Exactly how the alcohol affects you depends on a multitude of factors—body weight, age, gender, and current health conditions—yet the path of alcohol absorption into the bloodstream remains the same for everyone. It travels through the blood, past the intestine and into the brain, where it alters the neurotransmitters, creating reactions of relaxation, happiness, and ease of mind.

The human body can process about .25 ounces of alcohol per hour. Alcohol is absorbed quickly but metabolized rather slowly. It can be detected in body fluids for some time after administration, depending on the individual’s metabolism.

Consumption of alcohol by any method besides oral consumption is rare. Since alcohol is only detectable in urine for 12 to 24 hours, alcohol testing is rare.


Does Alcohol Cause a High?


Alcohol facilitates the delivery of serotonin and dopamine to the brain. Although we tend to differentiate this effect from that of other drugs by calling it a “drunk” instead of a “high,” it’s really the same thing.

Onset of alcohol occurs approximately 30 minutes after administration. One drink remains in the body for about 2 hours.


How Long Does an Alcohol High Last?


There are a lot of factors in that equation, including size, body fat percentage, the type of alcoholic drink, the amount of it, and the amount of food consumed before drinking it. It’s complicated and somewhat unpredictable. Underestimation is one the biggest reasons drunken accidents happen, like falls or car accidents. As you get drunker and drunker, you become less capable of normal functions. Motoric movement is compromised, thinking is slower, vision is impaired, and speech becomes slurred.

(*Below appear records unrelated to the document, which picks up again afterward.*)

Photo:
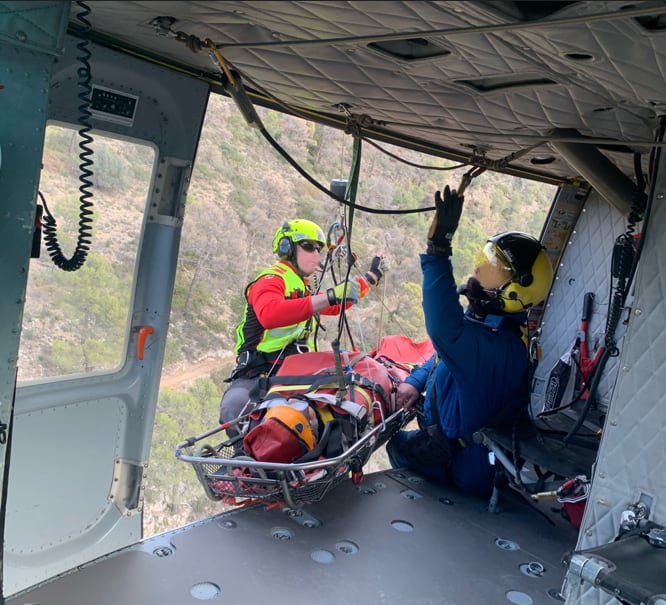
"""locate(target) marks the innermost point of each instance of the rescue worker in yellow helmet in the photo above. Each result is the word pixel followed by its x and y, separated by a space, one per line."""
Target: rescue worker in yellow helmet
pixel 478 376
pixel 280 307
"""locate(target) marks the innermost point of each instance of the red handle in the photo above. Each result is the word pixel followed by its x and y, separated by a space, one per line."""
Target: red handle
pixel 141 342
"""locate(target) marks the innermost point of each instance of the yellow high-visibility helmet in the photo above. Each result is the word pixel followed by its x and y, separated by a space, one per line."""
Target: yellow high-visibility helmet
pixel 516 267
pixel 295 231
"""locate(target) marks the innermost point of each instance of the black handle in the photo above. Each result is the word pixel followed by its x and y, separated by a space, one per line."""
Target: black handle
pixel 588 301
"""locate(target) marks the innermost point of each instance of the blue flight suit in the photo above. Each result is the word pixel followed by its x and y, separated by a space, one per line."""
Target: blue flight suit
pixel 480 378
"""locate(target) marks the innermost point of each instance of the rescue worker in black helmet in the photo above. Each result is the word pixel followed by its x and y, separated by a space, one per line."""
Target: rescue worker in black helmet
pixel 278 314
pixel 478 375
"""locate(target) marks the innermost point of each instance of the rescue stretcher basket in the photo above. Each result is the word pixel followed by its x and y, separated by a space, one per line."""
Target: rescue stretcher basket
pixel 241 480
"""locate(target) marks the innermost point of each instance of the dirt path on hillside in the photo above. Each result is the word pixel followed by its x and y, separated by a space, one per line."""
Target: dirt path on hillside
pixel 182 378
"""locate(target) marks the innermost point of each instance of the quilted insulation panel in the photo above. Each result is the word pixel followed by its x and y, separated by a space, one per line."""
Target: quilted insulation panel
pixel 630 465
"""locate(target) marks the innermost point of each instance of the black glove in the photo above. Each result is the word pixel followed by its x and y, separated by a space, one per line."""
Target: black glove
pixel 445 222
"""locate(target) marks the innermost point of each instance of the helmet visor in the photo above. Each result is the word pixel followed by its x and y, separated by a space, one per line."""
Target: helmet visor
pixel 492 268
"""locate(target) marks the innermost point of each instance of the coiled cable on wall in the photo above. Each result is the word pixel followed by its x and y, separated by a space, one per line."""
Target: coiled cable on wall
pixel 85 221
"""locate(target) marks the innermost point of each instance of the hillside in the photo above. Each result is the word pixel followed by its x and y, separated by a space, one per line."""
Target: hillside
pixel 241 191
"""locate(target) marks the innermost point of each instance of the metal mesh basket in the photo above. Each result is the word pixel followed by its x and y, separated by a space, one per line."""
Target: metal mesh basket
pixel 228 478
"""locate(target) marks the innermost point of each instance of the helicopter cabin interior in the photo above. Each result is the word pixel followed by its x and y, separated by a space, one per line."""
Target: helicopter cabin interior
pixel 567 93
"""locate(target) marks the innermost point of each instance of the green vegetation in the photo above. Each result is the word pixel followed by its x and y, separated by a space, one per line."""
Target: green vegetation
pixel 241 191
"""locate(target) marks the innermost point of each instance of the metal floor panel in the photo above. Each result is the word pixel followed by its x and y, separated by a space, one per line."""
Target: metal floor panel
pixel 392 540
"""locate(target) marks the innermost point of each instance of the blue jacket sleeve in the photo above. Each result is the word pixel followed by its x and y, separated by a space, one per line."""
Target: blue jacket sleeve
pixel 445 320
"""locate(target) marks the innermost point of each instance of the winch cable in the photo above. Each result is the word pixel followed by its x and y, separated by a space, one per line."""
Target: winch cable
pixel 350 196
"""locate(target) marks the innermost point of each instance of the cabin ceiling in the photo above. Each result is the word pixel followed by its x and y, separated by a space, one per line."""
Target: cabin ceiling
pixel 498 81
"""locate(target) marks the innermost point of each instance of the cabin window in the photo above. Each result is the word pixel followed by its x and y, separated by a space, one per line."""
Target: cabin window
pixel 76 321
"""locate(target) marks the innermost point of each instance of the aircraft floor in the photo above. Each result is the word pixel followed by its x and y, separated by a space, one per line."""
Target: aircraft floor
pixel 394 539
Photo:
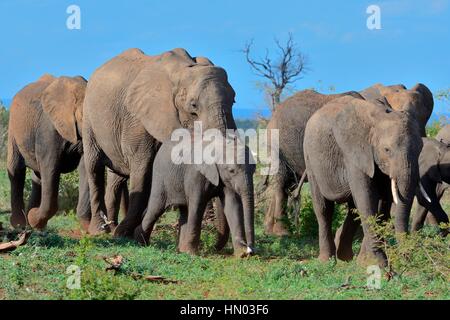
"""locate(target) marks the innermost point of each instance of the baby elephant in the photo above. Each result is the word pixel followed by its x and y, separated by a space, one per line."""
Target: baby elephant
pixel 189 187
pixel 434 165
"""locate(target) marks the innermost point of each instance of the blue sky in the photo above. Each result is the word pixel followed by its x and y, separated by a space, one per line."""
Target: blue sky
pixel 412 46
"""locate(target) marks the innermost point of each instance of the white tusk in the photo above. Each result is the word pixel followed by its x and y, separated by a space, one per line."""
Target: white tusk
pixel 394 191
pixel 424 193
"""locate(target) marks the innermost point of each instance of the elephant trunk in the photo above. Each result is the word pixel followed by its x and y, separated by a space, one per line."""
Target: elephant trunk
pixel 221 118
pixel 248 204
pixel 403 192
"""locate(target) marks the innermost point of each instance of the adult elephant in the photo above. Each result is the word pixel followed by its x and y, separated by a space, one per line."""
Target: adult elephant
pixel 363 152
pixel 290 119
pixel 44 134
pixel 135 101
pixel 434 164
pixel 418 101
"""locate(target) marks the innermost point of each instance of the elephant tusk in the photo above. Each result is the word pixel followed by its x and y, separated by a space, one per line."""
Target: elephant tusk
pixel 394 191
pixel 424 193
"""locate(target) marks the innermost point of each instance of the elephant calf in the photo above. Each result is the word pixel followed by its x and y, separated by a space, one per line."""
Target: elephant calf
pixel 190 187
pixel 434 166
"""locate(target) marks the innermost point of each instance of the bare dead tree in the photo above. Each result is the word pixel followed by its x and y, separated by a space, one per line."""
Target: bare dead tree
pixel 286 68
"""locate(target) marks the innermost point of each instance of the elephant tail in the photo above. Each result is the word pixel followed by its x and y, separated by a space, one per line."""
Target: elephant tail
pixel 297 190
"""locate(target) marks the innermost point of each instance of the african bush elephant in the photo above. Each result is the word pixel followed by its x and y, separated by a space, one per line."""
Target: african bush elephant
pixel 133 102
pixel 368 153
pixel 434 166
pixel 45 135
pixel 418 100
pixel 290 119
pixel 190 187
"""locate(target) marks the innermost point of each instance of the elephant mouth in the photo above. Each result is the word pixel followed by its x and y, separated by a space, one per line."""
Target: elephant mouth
pixel 396 196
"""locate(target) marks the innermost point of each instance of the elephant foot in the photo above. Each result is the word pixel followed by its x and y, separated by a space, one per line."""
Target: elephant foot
pixel 188 248
pixel 244 252
pixel 125 230
pixel 84 224
pixel 18 221
pixel 325 257
pixel 344 254
pixel 141 237
pixel 35 220
pixel 97 226
pixel 280 230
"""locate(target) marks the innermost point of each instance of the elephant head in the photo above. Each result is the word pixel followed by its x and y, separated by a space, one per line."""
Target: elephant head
pixel 62 101
pixel 237 176
pixel 417 101
pixel 181 90
pixel 434 160
pixel 374 137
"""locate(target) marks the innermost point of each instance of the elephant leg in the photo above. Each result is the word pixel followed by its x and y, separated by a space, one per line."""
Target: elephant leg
pixel 182 225
pixel 366 198
pixel 430 218
pixel 140 185
pixel 221 224
pixel 324 210
pixel 384 208
pixel 36 192
pixel 276 215
pixel 189 240
pixel 124 199
pixel 155 209
pixel 114 186
pixel 234 214
pixel 39 216
pixel 419 218
pixel 95 173
pixel 84 203
pixel 345 234
pixel 16 174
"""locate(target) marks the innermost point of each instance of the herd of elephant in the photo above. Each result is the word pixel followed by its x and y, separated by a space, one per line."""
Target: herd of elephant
pixel 367 149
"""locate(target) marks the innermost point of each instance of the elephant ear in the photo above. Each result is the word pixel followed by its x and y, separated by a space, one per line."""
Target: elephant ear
pixel 62 101
pixel 203 61
pixel 352 134
pixel 427 96
pixel 150 97
pixel 210 172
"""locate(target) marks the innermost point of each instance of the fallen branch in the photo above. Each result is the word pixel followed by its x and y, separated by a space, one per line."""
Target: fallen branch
pixel 114 263
pixel 12 245
pixel 154 278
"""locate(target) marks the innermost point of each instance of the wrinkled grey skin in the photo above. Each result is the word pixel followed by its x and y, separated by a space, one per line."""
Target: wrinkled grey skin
pixel 189 187
pixel 290 119
pixel 133 102
pixel 45 135
pixel 434 164
pixel 361 146
pixel 418 101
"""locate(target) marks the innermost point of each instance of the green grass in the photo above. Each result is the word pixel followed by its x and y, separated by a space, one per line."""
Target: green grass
pixel 284 269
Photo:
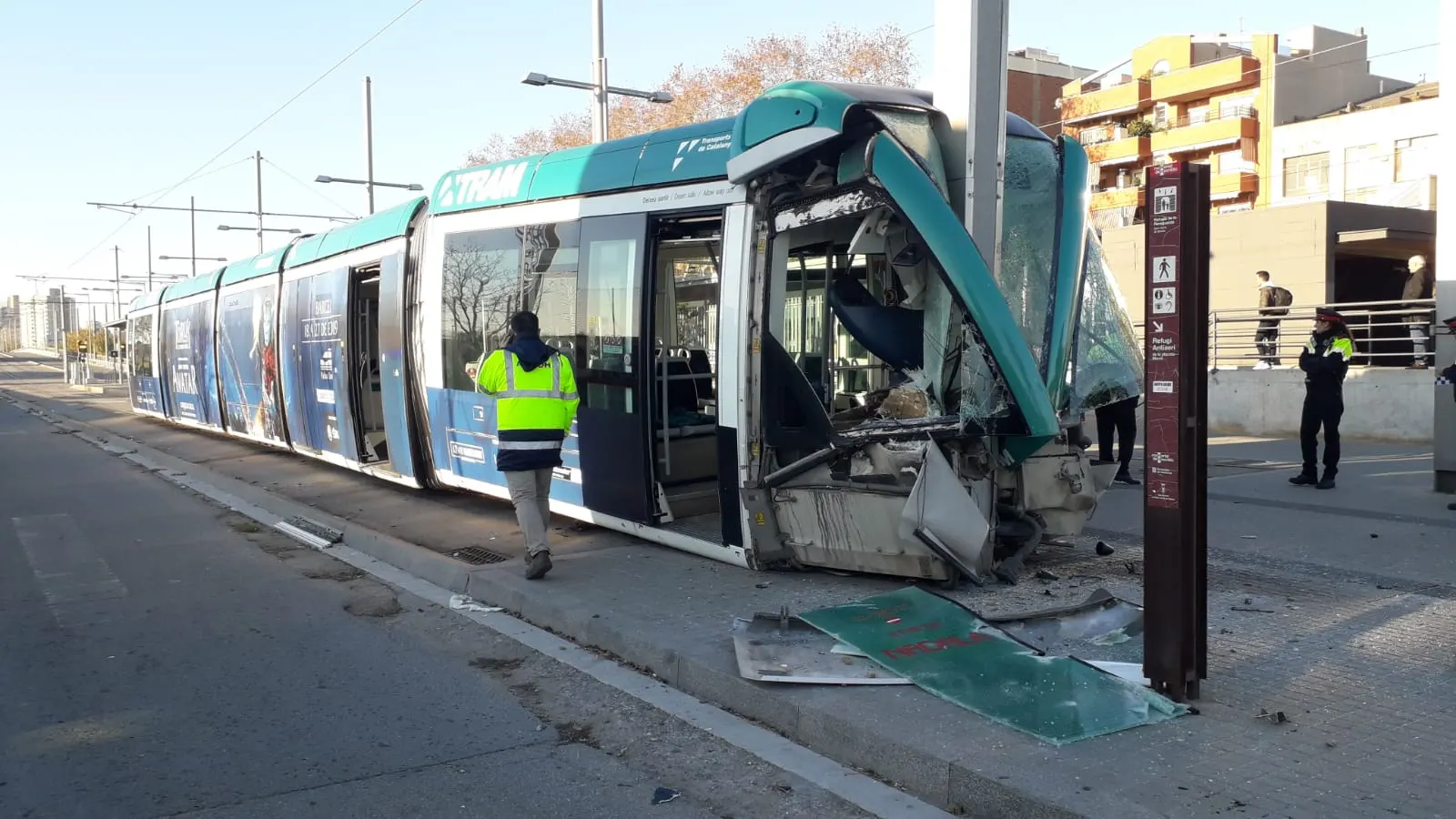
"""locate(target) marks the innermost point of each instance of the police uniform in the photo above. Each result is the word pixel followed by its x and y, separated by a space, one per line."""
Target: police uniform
pixel 535 404
pixel 1325 361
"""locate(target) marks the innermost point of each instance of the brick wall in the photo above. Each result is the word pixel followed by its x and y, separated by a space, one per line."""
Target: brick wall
pixel 1034 96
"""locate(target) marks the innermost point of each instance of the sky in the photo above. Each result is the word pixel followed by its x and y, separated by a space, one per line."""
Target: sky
pixel 120 102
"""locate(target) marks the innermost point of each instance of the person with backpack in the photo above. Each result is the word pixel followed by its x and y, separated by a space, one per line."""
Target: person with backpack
pixel 1419 283
pixel 1325 361
pixel 1274 300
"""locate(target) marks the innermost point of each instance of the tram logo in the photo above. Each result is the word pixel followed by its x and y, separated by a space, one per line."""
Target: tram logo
pixel 484 186
pixel 701 145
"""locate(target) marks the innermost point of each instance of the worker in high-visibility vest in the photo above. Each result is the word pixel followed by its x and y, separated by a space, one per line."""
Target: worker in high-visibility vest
pixel 1325 361
pixel 535 404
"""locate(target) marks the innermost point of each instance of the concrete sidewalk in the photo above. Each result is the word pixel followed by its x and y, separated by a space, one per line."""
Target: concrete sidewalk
pixel 1351 639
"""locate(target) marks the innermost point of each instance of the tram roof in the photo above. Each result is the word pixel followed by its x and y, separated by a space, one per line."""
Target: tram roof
pixel 255 267
pixel 369 230
pixel 677 155
pixel 193 286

Getting intoxicated with alcohol repeatedly – a condition known as chronic drinking or binge drinking – can lead to all kinds of health issues including cancer, pancreatitis, malnutrition, dehydration, sleeping disorders, and, most famously, liver disease. Drinking faster than the liver can metabolize causes alcohol accumulation in blood and body tissues. Once a person’s blood-alcohol concentration exceeds .055, that blood and tissue starts to absorb all excess amounts. Over time, it loses its functionality.